Friday, June 27, 2014

Phase I

Once May hits I become a racer. I train hard all winter so come spring I can put all that hard work to use. Since Triple T (Mid May) I have race every week/end except for one, and if you go back to April when I did Xterra West there has maybe been 3 or 4. However, not all of these have been "A" or even "B" races. I believe races can also act as wonderful workouts if you do them properly, but I will admit sometime they can throw things off. So instead of writing individual race reports I will summarize all of them with thoughts on the pros and cons for me doing that race.

My focus race during this first phase was Syracuse 70.3, so my thoughts will be about how each of the other races went towards focusing on this one.

First up was American Triple T. Ang and I finished 1st in the co-ed division at the end of the 4 races (super sprint, oly, oly, half). Triple T was designed to be an overload camp type of weekend. When else would someone in their right mind compete in 4 races over a weekend. The plan for the weekend was to race hard in the first 2 races and do my best to support Ang and make her weekend as easy as possible in the next 2 races. Her significant gains on the bike during the winter made those 2nd two races more difficult than planned, but you always come out of a weekend like that confident. If planning to use Triple T as an early season prep race make sure to pace it properly, and I would recommend a teammate for the mental companionship on that run course.

Next up was the MultiSport Canada Woodstock Sprint. I have a race report written for this one so if you want the nitty gritty check that out. I was the 2-time defending champ at this local race so I felt like I almost had to do it. The plan for Woodstock was to do what needed to be done to win, but try not to dig a big hole, and do another workout later in the day to get some more mileage in for the half distance. I think this is a great way to train for longer distances because it gives you valuable race experience (transitions, open water swimming, nutrition, etc). However, with some big guns showing up this year and fatigue from triple t I had to dig deep and that was still only good enough for 5th. The workout later that day got scraped, and all I wanted to do was sleep. With Raleigh the next weekend I didn't want to make a hole I couldn't climb out of.

Raleigh 70.3 wasn't originally on my schedule, but Cliff wanted me to get a competitive 70.3 under my belt before the goal race of Syracuse. The only options that kind of fit were Raleigh and St. George, and Raleigh made a lot more sense from an economic and logistic point of view. So my sherpas, I mean parents, and I headed off to NC for the first 70.3 of the season with not much of a taper. Raleigh was awesome because it gave me confidence my swim is where it needs to be to at least be competitive for a podium finish at most 70.3 races, but that bike was a big shot to my confidence. There is always something that needs to be improved, so the bike is going to be my phase II focus.

After Raleigh I was supposed to have 2 weekends of training with no races, but my addiction took over. Angela was racing the MultiSport Canada Welland Half, and my scheduled had me doing a swim and bike. I figured since I love the MSC races so much and I was going to be spending the day watching why not do the swim bike race. I think this is a great idea for anyone preparing for a half or full because it allows you to push a longer distance than many will in training, and coupled with a short run off the bike it doesn't leave you beat up for days on end. Going into this race we made sure the legs were nice and tired from a couple hard bikes and runs, with the intent to see just how hard I could push the bike if I was tired. I managed to ride ~10w higher than Raleigh and felt like I could still run if I had to.

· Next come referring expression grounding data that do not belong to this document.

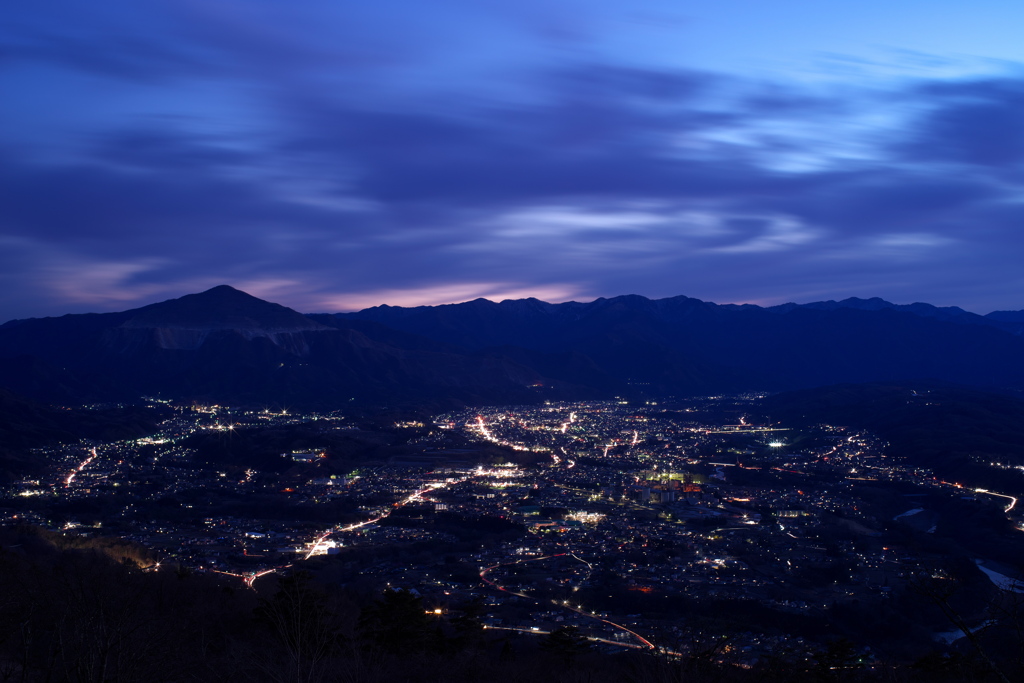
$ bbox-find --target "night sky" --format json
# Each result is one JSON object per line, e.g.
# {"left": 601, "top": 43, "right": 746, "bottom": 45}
{"left": 4, "top": 1, "right": 1024, "bottom": 320}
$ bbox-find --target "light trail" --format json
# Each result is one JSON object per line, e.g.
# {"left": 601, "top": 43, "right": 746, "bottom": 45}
{"left": 470, "top": 415, "right": 536, "bottom": 452}
{"left": 479, "top": 626, "right": 647, "bottom": 651}
{"left": 479, "top": 553, "right": 654, "bottom": 650}
{"left": 246, "top": 567, "right": 281, "bottom": 588}
{"left": 64, "top": 448, "right": 98, "bottom": 487}
{"left": 482, "top": 625, "right": 650, "bottom": 651}
{"left": 208, "top": 568, "right": 247, "bottom": 581}
{"left": 474, "top": 415, "right": 495, "bottom": 442}
{"left": 204, "top": 471, "right": 477, "bottom": 589}
{"left": 302, "top": 475, "right": 472, "bottom": 560}
{"left": 598, "top": 618, "right": 655, "bottom": 650}
{"left": 480, "top": 553, "right": 569, "bottom": 600}
{"left": 302, "top": 529, "right": 338, "bottom": 560}
{"left": 974, "top": 491, "right": 1015, "bottom": 511}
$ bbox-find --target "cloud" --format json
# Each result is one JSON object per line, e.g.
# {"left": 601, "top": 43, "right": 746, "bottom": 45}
{"left": 896, "top": 77, "right": 1024, "bottom": 167}
{"left": 44, "top": 257, "right": 176, "bottom": 305}
{"left": 2, "top": 3, "right": 1024, "bottom": 318}
{"left": 709, "top": 215, "right": 820, "bottom": 254}
{"left": 488, "top": 204, "right": 677, "bottom": 237}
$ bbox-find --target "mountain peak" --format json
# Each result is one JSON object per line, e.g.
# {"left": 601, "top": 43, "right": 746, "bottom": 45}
{"left": 203, "top": 284, "right": 246, "bottom": 296}
{"left": 121, "top": 286, "right": 328, "bottom": 333}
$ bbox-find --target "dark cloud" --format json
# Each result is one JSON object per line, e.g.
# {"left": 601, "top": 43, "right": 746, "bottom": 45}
{"left": 766, "top": 171, "right": 1002, "bottom": 233}
{"left": 277, "top": 68, "right": 753, "bottom": 205}
{"left": 897, "top": 78, "right": 1024, "bottom": 167}
{"left": 2, "top": 3, "right": 1024, "bottom": 318}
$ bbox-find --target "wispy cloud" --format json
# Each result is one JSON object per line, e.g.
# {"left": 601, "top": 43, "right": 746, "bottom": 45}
{"left": 2, "top": 2, "right": 1024, "bottom": 318}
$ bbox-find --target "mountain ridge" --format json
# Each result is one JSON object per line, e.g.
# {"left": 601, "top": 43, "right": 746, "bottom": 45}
{"left": 121, "top": 284, "right": 331, "bottom": 333}
{"left": 1, "top": 287, "right": 1023, "bottom": 408}
{"left": 0, "top": 286, "right": 567, "bottom": 408}
{"left": 337, "top": 291, "right": 1024, "bottom": 396}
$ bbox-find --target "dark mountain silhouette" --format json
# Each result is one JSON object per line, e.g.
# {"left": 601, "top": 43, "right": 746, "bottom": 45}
{"left": 0, "top": 286, "right": 560, "bottom": 408}
{"left": 766, "top": 296, "right": 1024, "bottom": 335}
{"left": 118, "top": 283, "right": 331, "bottom": 350}
{"left": 984, "top": 309, "right": 1024, "bottom": 336}
{"left": 768, "top": 296, "right": 985, "bottom": 325}
{"left": 2, "top": 287, "right": 1024, "bottom": 408}
{"left": 987, "top": 310, "right": 1024, "bottom": 322}
{"left": 338, "top": 294, "right": 1024, "bottom": 395}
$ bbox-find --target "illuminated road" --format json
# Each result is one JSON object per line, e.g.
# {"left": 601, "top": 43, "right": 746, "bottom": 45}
{"left": 937, "top": 480, "right": 1019, "bottom": 518}
{"left": 209, "top": 566, "right": 287, "bottom": 587}
{"left": 472, "top": 416, "right": 537, "bottom": 453}
{"left": 974, "top": 488, "right": 1018, "bottom": 513}
{"left": 483, "top": 625, "right": 651, "bottom": 651}
{"left": 213, "top": 471, "right": 477, "bottom": 588}
{"left": 479, "top": 553, "right": 655, "bottom": 650}
{"left": 64, "top": 448, "right": 97, "bottom": 487}
{"left": 302, "top": 477, "right": 469, "bottom": 560}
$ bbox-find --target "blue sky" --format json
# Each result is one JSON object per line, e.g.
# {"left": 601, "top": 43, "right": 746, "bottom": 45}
{"left": 3, "top": 0, "right": 1024, "bottom": 318}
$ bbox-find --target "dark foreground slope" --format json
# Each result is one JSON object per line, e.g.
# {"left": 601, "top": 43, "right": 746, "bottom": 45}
{"left": 0, "top": 525, "right": 1017, "bottom": 683}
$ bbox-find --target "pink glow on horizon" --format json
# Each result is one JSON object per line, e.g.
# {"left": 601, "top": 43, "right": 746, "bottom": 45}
{"left": 313, "top": 282, "right": 584, "bottom": 312}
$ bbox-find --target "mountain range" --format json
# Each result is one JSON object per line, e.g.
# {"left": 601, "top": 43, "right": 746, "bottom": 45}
{"left": 1, "top": 285, "right": 1022, "bottom": 408}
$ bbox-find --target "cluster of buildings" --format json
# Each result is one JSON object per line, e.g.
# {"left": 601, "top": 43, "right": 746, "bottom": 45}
{"left": 2, "top": 395, "right": 1019, "bottom": 661}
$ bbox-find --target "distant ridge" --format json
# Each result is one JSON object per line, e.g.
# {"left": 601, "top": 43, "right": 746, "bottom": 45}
{"left": 0, "top": 287, "right": 1023, "bottom": 407}
{"left": 0, "top": 287, "right": 560, "bottom": 407}
{"left": 338, "top": 292, "right": 1024, "bottom": 395}
{"left": 766, "top": 296, "right": 997, "bottom": 328}
{"left": 988, "top": 310, "right": 1024, "bottom": 322}
{"left": 767, "top": 296, "right": 1024, "bottom": 336}
{"left": 347, "top": 293, "right": 1024, "bottom": 335}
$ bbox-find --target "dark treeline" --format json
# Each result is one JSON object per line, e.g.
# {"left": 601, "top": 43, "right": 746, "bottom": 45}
{"left": 0, "top": 526, "right": 1022, "bottom": 682}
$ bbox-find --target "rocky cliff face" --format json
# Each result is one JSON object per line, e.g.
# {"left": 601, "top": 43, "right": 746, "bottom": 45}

The final race of this phase and what everything was leading up to, was Syracuse 70.3. The week leading up to Syracuse things were cut back slightly, but not as much a taper as most people tend to do. I have found that if I take it to easy during the week leading up to a race I feel flat so the intensity stays up, but the volume gets cut a little bit. I was happy with my race in Syracuse, but just like Raleigh my bike is leaving me to far behind to be a threat. Also, some rookie mistakes leaving T1 put the nail in the coffin of trying to hang with big boys.

Phase II has now started with the goal race at the end being Steelhead 70.3, but my racing ways won't disappear. I have already done my first mtb race as I get ready for the Canadian off-road championships in Milton in another week, and I will also be racing Bala Falls as a quick road tune up before Steelhead. 

Racing makes for tough workouts and also a place to fine tune some of the smaller aspects of triathlon like transitions, swim and bike skills, and nutrition and while you don't need to race every weekend I believe a lot of triathletes would benefit from racing more than they do. It also give you more chances to hit that race when everything clicks instead of putting all your eggs in one basket.

All of this racing wouldn't be possible without the support of my parents, Franklin Terrazzo Company, MultiSport Canada, 2XU, and all the wonderful people around me. This is a very difficult sport if you don't have a strong support team behind you.